Infuriatingly, butterflies buzz around my stomach. I lift my chin again, trying to regain control of my senses. I have no idea why this man makes me feel like this. Why that smile has this ridiculous effect on me.

‘So I hear that the wedding will happen, here in Città d’Oro?’ he says, raising an eyebrow.

‘The wedding is going ahead, yes, mine and Lennie’s,’ I say, hoping that repeating this will send the butterflies on their way, along with that lazy smile. It doesn’t. ‘We’re staying,’ I say firmly, reminding myself that it’s this man’s family that nearly put an end to all our plans. ‘We’re not going to be bullied out by your father. We came here with hopes and dreams and he isn’t going to stop that.’

He smiles even more widely, causing the butterflies in my tummy to go into overdrive.

‘I’m glad,’ he says.

I swallow, look down, and then say the words that are crashing round my head, demanding answers, making me feel stupid, a fool. And, strangely, betrayed.

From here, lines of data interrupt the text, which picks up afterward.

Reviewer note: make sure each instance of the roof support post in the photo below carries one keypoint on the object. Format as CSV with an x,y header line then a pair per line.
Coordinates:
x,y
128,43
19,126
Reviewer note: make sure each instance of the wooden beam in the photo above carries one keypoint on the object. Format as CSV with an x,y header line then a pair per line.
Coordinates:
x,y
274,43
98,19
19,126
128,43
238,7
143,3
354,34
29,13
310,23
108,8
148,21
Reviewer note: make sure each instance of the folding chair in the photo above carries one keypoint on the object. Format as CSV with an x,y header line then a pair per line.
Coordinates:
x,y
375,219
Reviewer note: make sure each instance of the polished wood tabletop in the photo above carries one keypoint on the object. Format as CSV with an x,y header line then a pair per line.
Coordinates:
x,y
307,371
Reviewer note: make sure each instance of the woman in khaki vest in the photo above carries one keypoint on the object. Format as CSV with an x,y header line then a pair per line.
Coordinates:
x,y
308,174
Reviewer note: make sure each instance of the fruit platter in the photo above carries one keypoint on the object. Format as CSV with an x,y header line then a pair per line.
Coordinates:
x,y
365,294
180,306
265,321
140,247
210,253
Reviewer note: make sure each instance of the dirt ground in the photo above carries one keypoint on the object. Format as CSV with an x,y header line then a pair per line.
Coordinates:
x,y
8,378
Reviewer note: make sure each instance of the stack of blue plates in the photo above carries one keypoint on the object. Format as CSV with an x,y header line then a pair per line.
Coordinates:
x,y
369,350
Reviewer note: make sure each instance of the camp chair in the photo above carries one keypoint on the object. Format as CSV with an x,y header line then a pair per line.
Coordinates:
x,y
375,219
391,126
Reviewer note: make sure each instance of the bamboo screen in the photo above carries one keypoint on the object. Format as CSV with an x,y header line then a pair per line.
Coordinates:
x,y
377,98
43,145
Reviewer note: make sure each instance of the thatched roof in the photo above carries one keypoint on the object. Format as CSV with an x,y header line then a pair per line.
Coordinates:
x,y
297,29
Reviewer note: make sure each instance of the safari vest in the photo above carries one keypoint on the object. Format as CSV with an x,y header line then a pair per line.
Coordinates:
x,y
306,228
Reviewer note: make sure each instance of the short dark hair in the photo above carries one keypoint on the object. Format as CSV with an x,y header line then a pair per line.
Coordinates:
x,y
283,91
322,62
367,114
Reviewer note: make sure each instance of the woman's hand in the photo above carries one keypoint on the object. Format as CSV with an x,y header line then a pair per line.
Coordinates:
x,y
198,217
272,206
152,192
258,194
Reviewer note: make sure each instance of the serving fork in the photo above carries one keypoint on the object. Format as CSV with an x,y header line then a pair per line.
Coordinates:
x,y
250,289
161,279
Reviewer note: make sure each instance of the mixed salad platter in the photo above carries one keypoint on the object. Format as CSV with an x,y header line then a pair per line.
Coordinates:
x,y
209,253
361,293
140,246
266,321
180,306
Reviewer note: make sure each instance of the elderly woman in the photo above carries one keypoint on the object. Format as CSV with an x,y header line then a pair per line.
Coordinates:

‘Tell me, I need to know . . . When you helped us with the cooking that night, was that all part of your father’s plan to get us out? You distract us while someone else turns the signs round and puts our guests off?’

He looks straight at me, and I wish he wouldn’t. I actually feel my knees give a bit.

‘I promise you, Zelda, it wasn’t. I knew nothing of that. Matteo was probably acting on my father’s instructions, yes. But I give you my word, I wasn’t involved.’ And somehow, here, right now, his word seems to mean an awful lot. ‘My father holds the purse strings around here,’ he continues. ‘People might not like it, but they do what he says.’

‘Well, I refuse to be run out of town by him,’ I say, wishing I didn’t feel more than a little uneasy about making an enemy of his father. ‘Just tell him we’re determined to make a go of things. All of us. The B&B is working, and we’re going to look at ways of starting our own businesses. Lennie and I are going to get married here,’ I reiterate. If I say it enough, I think, it will become real. ‘We’re here to stay,’ I finish.

He looks right at me with those dark hazel eyes with their green flecks.